朝な夕なにカデーシュを唱えなければならないので、僕はもうヒルシベールの音楽学校に行かなくていいし、ドブツィーをいつも連れ歩く必要もない。僕は自由なんだ。釣りをしたり泳いだり、一日中川で過ごした。そこで僕は魚を捕まえるのにいい手を考えついたんだ。よかったら、教えてやるよ。まず、シャツを脱ぐ。次に、そで口をしばる。そして、首まで水につかって、ゆっくりと川を歩くんだ。長い長い時間歩き続けなければならない。だんだんシャツが重く感じられるようになったら、いっぱいになった印だ。そうなったら、できるだけ素早く水から出て、水草や泥を振り落として、その中を注意深く探すんだ。水草の中にはときたま小さなオタマジャクシがいるかもしれない。こいつらは、すぐに川に戻してやりな。死なしたんではかわいそうだ。厚い泥の中にはヒルがいることがある。こいつらは金になる。十匹もいたら三グローシェン、つまり一コペイカと半分だ。簡単な仕事じゃないが、ただ遊んでばかりでも仕方ないだろう。・・・何っ、魚はどうしたって。魚なんか探しても無駄だね。昔はいたんだが、今頃は魚なんかいやしない。だから、そんなことはどうでもいい。ヒルが見つかるだけで十分さ。それだっていつも捕まえられるとは限らないんだ。この夏なんか、一匹も取れなかったんだから。

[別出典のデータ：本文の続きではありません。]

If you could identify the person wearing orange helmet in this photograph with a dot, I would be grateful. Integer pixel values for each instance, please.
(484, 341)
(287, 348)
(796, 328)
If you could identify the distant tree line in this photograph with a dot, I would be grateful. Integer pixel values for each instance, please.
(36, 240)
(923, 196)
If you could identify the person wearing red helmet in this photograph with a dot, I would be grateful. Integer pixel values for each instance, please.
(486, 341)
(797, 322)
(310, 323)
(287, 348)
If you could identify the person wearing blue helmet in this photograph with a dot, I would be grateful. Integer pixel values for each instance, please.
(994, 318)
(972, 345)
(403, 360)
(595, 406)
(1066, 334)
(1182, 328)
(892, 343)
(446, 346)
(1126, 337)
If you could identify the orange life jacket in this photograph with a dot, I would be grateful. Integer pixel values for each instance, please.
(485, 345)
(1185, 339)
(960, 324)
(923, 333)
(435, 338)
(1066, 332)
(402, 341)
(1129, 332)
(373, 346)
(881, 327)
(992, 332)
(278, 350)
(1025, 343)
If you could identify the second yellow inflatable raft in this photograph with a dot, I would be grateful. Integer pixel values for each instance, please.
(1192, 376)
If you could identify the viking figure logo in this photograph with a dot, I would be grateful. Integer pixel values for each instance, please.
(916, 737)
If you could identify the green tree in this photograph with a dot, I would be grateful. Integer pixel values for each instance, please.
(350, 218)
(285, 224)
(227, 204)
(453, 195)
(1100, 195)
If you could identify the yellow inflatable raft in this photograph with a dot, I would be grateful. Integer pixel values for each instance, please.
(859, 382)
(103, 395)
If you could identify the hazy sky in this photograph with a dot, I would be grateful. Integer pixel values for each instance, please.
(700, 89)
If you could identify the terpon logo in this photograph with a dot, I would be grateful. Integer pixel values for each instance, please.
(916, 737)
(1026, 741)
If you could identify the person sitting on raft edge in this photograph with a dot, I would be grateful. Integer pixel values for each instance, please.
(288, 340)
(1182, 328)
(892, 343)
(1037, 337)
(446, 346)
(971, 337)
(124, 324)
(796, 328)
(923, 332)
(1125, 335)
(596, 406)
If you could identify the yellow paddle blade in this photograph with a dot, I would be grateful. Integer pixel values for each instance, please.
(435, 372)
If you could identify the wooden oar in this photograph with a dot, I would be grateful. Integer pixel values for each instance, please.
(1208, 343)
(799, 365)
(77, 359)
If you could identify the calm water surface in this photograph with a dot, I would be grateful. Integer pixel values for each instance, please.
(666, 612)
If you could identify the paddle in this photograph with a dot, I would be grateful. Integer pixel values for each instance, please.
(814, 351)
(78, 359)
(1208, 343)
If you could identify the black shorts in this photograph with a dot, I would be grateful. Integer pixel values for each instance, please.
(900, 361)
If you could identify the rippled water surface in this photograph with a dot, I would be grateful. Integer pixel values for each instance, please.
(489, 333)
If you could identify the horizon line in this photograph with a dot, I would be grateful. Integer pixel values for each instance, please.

どうしてエリフ兄さんは、僕が魚釣りに出かけていたのに気づいたのか、わからない。兄は僕を取っ捕まえて、耳をほとんどちぎれんばかりに引っ張った。そうしているのを、隣人のデブのペッシーおばさんが見つけてくれたのは幸運だった。人の母として、たとえ自分の子供でも、そこまでかばえるものではない。
「こらっ、父なし子をそんなふうに扱っていいのか」と彼女はどなった。
兄のエリフは恥いって僕の耳を離した。この頃は、誰もが僕の味方だった。

そんなわけで、僕は父なし子だからラッキーだった。